I looked at Maxie, who was not attempting to conceal her glee. “Shut up,” I said.
“I’m not saying anything.”
I decided while I was parked there to take Frances Walters up on her offer and called her. She knew the people involved better than I did, after all. I told her about Tyra’s call and asked her what she thought it meant.
Frances was silent for a long moment, and I didn’t get the sense it was because she didn’t have an opinion, but because she wasn’t sure exactly how she wanted to express it. “I think it means that you should be very careful,” she said. “Tyra has something of a temper, and she can still be extremely physical.” That didn’t sound good.
“Still?” I asked. “What do you mean, still?”
This time I got the impression the pause was because Frances was trying to determine exactly how stupid I might be. “You know about Tyra, don’t you?” she asked. Sort of asked. More like insisted.

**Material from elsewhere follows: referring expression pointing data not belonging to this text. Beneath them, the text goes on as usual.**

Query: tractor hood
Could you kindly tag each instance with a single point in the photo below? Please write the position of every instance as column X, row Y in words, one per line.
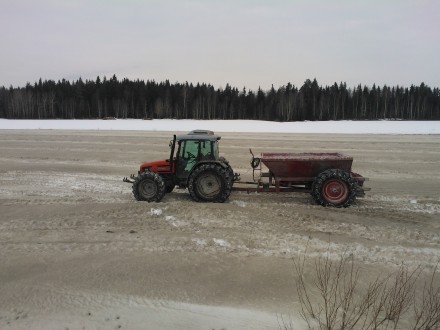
column 158, row 166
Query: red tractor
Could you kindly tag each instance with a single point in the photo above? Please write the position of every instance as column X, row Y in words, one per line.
column 195, row 164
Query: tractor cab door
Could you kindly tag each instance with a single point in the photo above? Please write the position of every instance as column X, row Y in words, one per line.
column 191, row 152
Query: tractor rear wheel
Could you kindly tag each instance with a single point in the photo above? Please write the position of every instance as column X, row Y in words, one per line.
column 334, row 188
column 148, row 186
column 210, row 183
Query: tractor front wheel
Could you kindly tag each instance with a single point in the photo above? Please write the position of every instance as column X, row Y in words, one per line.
column 148, row 186
column 210, row 183
column 334, row 188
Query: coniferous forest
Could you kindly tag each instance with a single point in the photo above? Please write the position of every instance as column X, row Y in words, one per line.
column 108, row 98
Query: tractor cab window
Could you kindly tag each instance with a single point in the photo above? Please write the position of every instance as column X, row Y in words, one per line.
column 188, row 155
column 215, row 150
column 205, row 150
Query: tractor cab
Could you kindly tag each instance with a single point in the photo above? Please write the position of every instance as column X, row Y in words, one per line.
column 194, row 163
column 193, row 148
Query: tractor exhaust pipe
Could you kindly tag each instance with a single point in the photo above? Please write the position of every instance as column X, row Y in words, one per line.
column 127, row 180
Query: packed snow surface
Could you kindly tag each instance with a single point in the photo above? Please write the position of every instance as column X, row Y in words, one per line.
column 245, row 126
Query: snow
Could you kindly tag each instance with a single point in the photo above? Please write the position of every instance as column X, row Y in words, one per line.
column 245, row 126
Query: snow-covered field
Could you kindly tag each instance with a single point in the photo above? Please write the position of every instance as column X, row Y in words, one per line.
column 243, row 126
column 77, row 251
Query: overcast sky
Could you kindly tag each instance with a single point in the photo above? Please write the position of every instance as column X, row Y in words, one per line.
column 240, row 42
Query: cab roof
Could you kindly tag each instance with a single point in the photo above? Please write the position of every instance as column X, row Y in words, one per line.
column 199, row 135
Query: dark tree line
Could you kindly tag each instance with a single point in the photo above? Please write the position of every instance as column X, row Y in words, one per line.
column 139, row 99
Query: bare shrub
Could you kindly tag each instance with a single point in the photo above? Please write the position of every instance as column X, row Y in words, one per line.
column 337, row 297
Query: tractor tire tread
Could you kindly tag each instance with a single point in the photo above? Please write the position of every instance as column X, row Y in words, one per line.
column 158, row 181
column 226, row 183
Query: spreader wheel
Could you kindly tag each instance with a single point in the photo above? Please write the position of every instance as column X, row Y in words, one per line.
column 148, row 186
column 210, row 183
column 334, row 188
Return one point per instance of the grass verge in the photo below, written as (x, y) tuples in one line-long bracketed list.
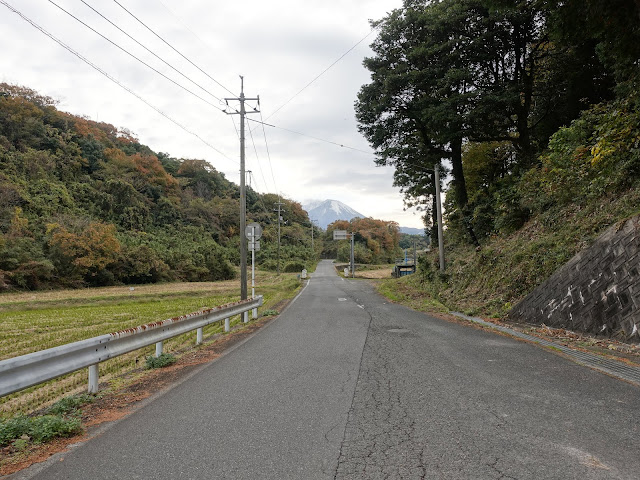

“I’m guessing I don’t. What do I need to know?”
“You’re not driving, are you?” Frances could tell I was calling on a cell phone. I assured her I was parked (we still hadn’t had a chance to leave the bowling alley parking lot) and able to withstand any shock. “Well, the fact is, until about a year ago, Tyra Carter was Tyrone Carter.”
“She’s a transsexual?” If it was true, I had to admit her doctors had done admirable work. You’d only know because of her size and to some extent her voice, if you were more observant about those kinds of things than I was, clearly.
“Yes. And before she managed to come to terms with her gender, Tyra told me that she was a rather, well, excitable man who would occasionally act out his emotional frustration physically.”
“Tyrone was violent?”
“Yes, according
to Tyra. She never did any jail time or anything like that, but there were arrests after the occasional bar fight. Tyra says it stopped when she learned to go to different bars and says she hasn’t had any violent feelings since she finally decided to go for gender reassignment.”
I moaned. Now I had to actually worry about Tyra’s threats that she’d dog my tracks. I thanked Frances for her help and disconnected the call. “Let’s go somewhere safe,” I said, more to myself than to Maxie.
“Like where?” she asked.
“The only logical place to go,” I said. “A paint store in Asbury Park. Time to put you to work.”
Madison Paint had not altered much since I’d last been there, and yet it had changed, or I had; it was like going to your childhood home and realizing it’s much smaller than you remembered. The colorful sign hanging on the front of the store was a little shabbier now, illuminated a touch less completely. But the primary colors behind the letters P-A-I-N-T were still clean and joyful, inviting the customer in to bring a little variety of color into his life.
Inside, the place was a paint store like most others that weren’t part of huge home improvement superstores (and I would know, since I used to work at one of those). It smelled slightly of, well, paint, a smell some people don’t like but I do. Whenever Dad was painting a room in our house, even before I was old enough to help, I had a sense of anticipation—that things were going to look new and different. The smell was part of that excitement. I’ve always loved it.
Inside, the shelves were stacked, though not with gallons of different colors anymore. As Josh Kaplan—grandson of Sy Kaplan, the owner—was telling me, the procedure now was to stock various kinds of primer (essentially a colorless paint), find out exactly what hue the customer wanted and then add the color with a precise formula and mix it on what Josh called “the shaker,” a machine that did exactly that to a can of paint.